The flow was too low to just push the gravel out of the way to reconnect the creek to the Strait, so a ditch had to be dug – about 3 feet wide, 2 feet deep and 20 feet long.

“Within a minute of opening up the flow, we had smolts leaving the pond in waves and making their way into the saltwater,” said Aaron Brooks, Jamestown’s fisheries biologist. “We even had a fresh adult female steelhead come from the Strait and make her way into Siebert right in front of us.

“It’s as if she was just waiting there to get in and couldn’t do it until we made a channel.

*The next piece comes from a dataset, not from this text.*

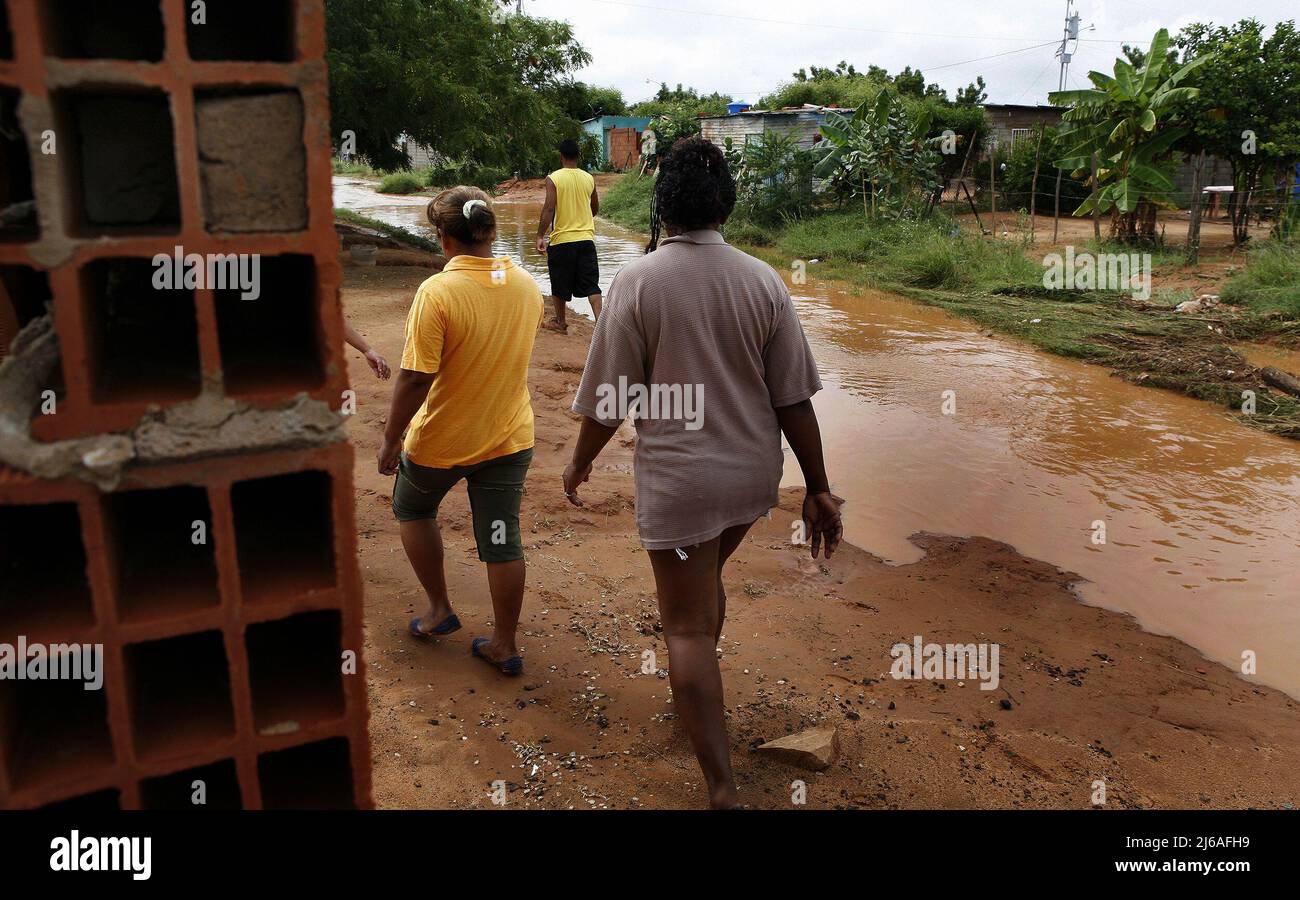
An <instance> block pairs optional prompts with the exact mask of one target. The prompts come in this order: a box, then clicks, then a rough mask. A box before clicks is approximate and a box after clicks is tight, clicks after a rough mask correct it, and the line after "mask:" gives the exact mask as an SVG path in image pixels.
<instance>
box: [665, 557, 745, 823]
mask: <svg viewBox="0 0 1300 900" xmlns="http://www.w3.org/2000/svg"><path fill="white" fill-rule="evenodd" d="M688 553H689V554H690V555H689V557H688V558H686V559H681V558H680V557H677V551H676V550H650V564H651V566H653V567H654V580H655V589H656V592H658V594H659V616H660V618H662V619H663V632H664V637H666V639H667V641H668V680H669V683H671V684H672V698H673V704H675V705H676V708H677V714H679V715H680V717H681V723H682V726H685V728H686V736H688V737H689V739H690V747H692V749H694V752H695V758H697V760H698V761H699V767H701V770H702V771H703V774H705V782H706V783H707V784H708V802H710V805H711V806H712V808H714V809H731V808H732V806H735V805H736V802H737V796H736V779H735V776H733V775H732V767H731V747H729V741H728V739H727V723H725V721H724V718H723V678H722V672H720V671H719V668H718V653H716V646H718V641H716V635H718V597H716V592H718V538H714V540H712V541H708V542H707V544H701V545H699V546H695V548H690V549H689V550H688Z"/></svg>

It was pretty cool to see instantaneous results.”

The tribe doesn’t typically worry about low flow in Siebert and McDonald creeks until late summer and early fall, when adult coho start making their way back to fresh water, Burns said.

There’s only a few more weeks of smolt outmigration in these creeks and then staff won’t have to worry too much about it until the fall, he said.

“But if it stays like this until October, we’re going to have to help the adults get upstream. That’s going to be a much tougher job.”